Today morning I was crossing Mahim station when I saw a middle aged man beating a young guy severely with his belt. I didnt know the reason, and traffic didnt allowed me to stop there. luckily just 10 feets ahead a 3 policemen were standing, I went to them and told about the incident. They ran towards that and caught hold of that man. He just had a doubt that young guy was trying to pick his pocket. The young guy was crying and pleading, he didnt do that, but he was beaten brutally. I had to move on, as I was getting late, but that scene made me remind of a scene in the song Ganga behti ho kyun?

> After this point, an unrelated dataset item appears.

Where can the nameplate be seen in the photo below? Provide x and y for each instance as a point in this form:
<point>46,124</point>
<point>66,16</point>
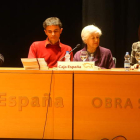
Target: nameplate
<point>76,65</point>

I suddenly started singing the song and whole day I was humming it. I had heard it many years ago and still remember its tune, Bhupen Hazarika’s voice and video. So, when I returned back first thing I did was Youtubing (when there’s googling, why not youtubing :-)). I found the song:
The Lyrics made me listen the song 3-4 times and the lyrics really is awesome! I did some Googling and found that the lyrics are written by Gulzar. Though I doubt cos, Gulzar, as far as I know, hasnt written such Vishudhh Hindi Lyrics before. But if he has, which he can, He’s done a marvellous job, very few people know of! Here are the lyrics:
LYRICS: GANGA BEHTI HO KYUN? (Bhupen Hazarika)
Bisterno parorey, afankhya janore, hahakar sunio nisabdth nirovey,
Bhural hui tumhi, bhural hui bura ki aur……….
After reading, listening again, made me more curious about the song. And then I found this 1939’s video named -” Ol’ Man River” (music by Jerome Kern, Lyrics by Oscar Hammerstien II)
This song, which has the same tune as ‘Ganga Behti ho kyun‘ has a great history behind it. This is a song in the 1927 musical Show Boat, that contrasts African American hardship and struggles of the time with the endless, uncaring flow of the Mississippi River, from the view of a dock worker on a showboat.
The song is notable for several aspects: the lyrical pentatonic-scale melody, the subjects of toil and social class & metaphor to the Mississippi.
The most famous rendition of it, one that is still noted today, was sung by Paul Robeson in James Whale’s 1936 film version of Show Boat.
The song also has versions in the Indian languages Hindi, Bengali and Assamese sung by Bhupen Hazarika, who met Robeson while studying at Columbia University. The Assamese song is called Bistirno Parore, the Bengali version is Bistirno Dupare. The Hindi composition is known as “Ganga Behti Ho Kyon.” Instead of the Mississippi, the song is dedicated to the Brahmaputra river in the Assamese version and the Ganges river in the Bengali and Hindi versions. Whatever it may be, Ganga or Mississipi, the song delivers the message very well.
I am still looking for the Lyricist (if not Gulzar), & music director. Do you have any idea?